Les plus anciens se souviennent des controverses – y compris dans Le Vif/L’Express – qui ont accompagné l’exercice de la compétence de l’Egalité des chances par la vice-Première ministre Joëlle Milquet (CDH), son intérêt pour les accommodements raisonnables (dispositif québécois permettant d’adapter une règle pour éviter une discrimination) et de l’accouchement difficile des Assises de l’interculturalité. Lancée en 2009, achevée en 2010, cette thérapie de groupe – de groupes culturels, selon la terminologie de l’époque – opposait systématiquement la société majoritaire à des minorités ethniques et religieuses en souffrance.
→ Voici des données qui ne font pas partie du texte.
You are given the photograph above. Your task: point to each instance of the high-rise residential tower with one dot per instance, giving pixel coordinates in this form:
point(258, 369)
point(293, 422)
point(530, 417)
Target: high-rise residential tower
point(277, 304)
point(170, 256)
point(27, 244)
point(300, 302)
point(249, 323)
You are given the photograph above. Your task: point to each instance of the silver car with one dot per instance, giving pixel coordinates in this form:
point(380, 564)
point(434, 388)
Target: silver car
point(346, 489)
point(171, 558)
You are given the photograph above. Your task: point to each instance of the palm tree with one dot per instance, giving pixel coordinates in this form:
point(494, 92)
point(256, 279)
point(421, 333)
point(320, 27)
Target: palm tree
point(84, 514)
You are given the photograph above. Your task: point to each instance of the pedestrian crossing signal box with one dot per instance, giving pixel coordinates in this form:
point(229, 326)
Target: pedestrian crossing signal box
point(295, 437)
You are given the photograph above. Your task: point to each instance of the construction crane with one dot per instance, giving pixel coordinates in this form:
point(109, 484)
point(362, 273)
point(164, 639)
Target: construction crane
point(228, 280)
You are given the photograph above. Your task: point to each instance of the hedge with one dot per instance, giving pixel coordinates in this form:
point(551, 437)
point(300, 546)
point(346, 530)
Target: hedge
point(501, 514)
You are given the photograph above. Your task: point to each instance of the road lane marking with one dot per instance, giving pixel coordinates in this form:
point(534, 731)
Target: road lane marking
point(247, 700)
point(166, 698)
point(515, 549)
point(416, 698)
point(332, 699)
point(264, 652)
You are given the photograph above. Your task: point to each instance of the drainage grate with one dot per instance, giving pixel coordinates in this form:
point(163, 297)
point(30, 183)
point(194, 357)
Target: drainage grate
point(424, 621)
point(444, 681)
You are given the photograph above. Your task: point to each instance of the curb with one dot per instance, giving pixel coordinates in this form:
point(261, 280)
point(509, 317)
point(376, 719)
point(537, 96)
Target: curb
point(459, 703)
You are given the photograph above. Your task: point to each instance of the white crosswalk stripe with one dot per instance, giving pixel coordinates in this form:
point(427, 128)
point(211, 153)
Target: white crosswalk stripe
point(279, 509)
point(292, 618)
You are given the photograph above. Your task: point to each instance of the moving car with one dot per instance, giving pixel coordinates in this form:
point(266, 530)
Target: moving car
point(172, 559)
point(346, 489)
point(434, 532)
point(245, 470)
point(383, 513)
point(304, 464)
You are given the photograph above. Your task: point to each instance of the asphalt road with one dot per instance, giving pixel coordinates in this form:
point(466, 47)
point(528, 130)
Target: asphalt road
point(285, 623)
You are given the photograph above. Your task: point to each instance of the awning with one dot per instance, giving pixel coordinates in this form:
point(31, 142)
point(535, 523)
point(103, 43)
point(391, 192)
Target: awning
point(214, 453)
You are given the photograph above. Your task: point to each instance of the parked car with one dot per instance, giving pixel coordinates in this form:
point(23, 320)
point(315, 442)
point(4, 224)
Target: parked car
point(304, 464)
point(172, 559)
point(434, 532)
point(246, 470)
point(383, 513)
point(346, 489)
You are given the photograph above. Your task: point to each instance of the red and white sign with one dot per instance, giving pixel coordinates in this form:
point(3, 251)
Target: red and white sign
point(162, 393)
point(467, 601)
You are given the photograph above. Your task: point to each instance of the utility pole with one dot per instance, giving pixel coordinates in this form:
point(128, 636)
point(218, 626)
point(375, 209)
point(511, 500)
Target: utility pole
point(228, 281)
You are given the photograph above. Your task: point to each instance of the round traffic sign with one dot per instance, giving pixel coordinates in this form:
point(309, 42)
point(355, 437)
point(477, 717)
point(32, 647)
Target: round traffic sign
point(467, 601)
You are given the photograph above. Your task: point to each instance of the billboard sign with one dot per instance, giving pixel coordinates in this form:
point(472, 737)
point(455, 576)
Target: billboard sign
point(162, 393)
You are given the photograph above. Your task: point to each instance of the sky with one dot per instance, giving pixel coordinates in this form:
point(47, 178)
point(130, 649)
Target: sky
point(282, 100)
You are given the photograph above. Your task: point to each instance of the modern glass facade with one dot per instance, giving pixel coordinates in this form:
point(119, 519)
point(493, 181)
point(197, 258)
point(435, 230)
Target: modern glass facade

L’accueil fut glacial : laïques, féministes, partis de droite rejetèrent farouchement le rapport des Assises au nom de l’émancipation des femmes et d’une conception universaliste de la citoyenneté. La gauche traditionnelle n’en fit pas grand cas, gênée par certaines recommandations grossissant le fait religieux au détriment du socio-économique. Edouard Delruelle (PS), alors directeur adjoint du Centre pour l’égalité des chances, qui avait patronné la Commission du dialogue interculturel (2004-2005), se fendit d’une note minoritaire pour critiquer le principe des accommodements raisonnables. L’histoire lui a donné raison. Autre note minoritaire, celle de la présidente flamande du Minderhedenforum, Naima Charkaoui, qui plaidait pour une autorisation généralisée du voile islamique.

Patrick Charlier (Unia) :
Patrick Charlier (Unia) : « Pas de jurisprudence claire sur le voile dans l’enseignement supérieur. »© JASPER JACOBS/belgaimage

Dix ans plus tard, on aurait pu croire les Assises enterrées sous le poids de leurs contradictions. Avec le recul, on y découvre pourtant les prémices de notre époque. En témoigne l’affaire du tract électoral de Zoé Genot et d’Ahmed Mouhssin (Ecolo, Saint-Josse), certes désavoués par leurs instances, mais en phase avec la doctrine vert/rouge en matière de liberté et de symbolique religieuses. Le sujet reste sensible, tout prêt à resurgir, une fois les majorités constituées, notamment à Bruxelles, où 49,4 % des électeurs musulmans auraient voté pour le PS, 24,4 % pour le PTB et 10,2 % pour Ecolo, selon l’enquête Cevipol (ULB) parue dans Le Vif/L’Express du 30 mai dernier.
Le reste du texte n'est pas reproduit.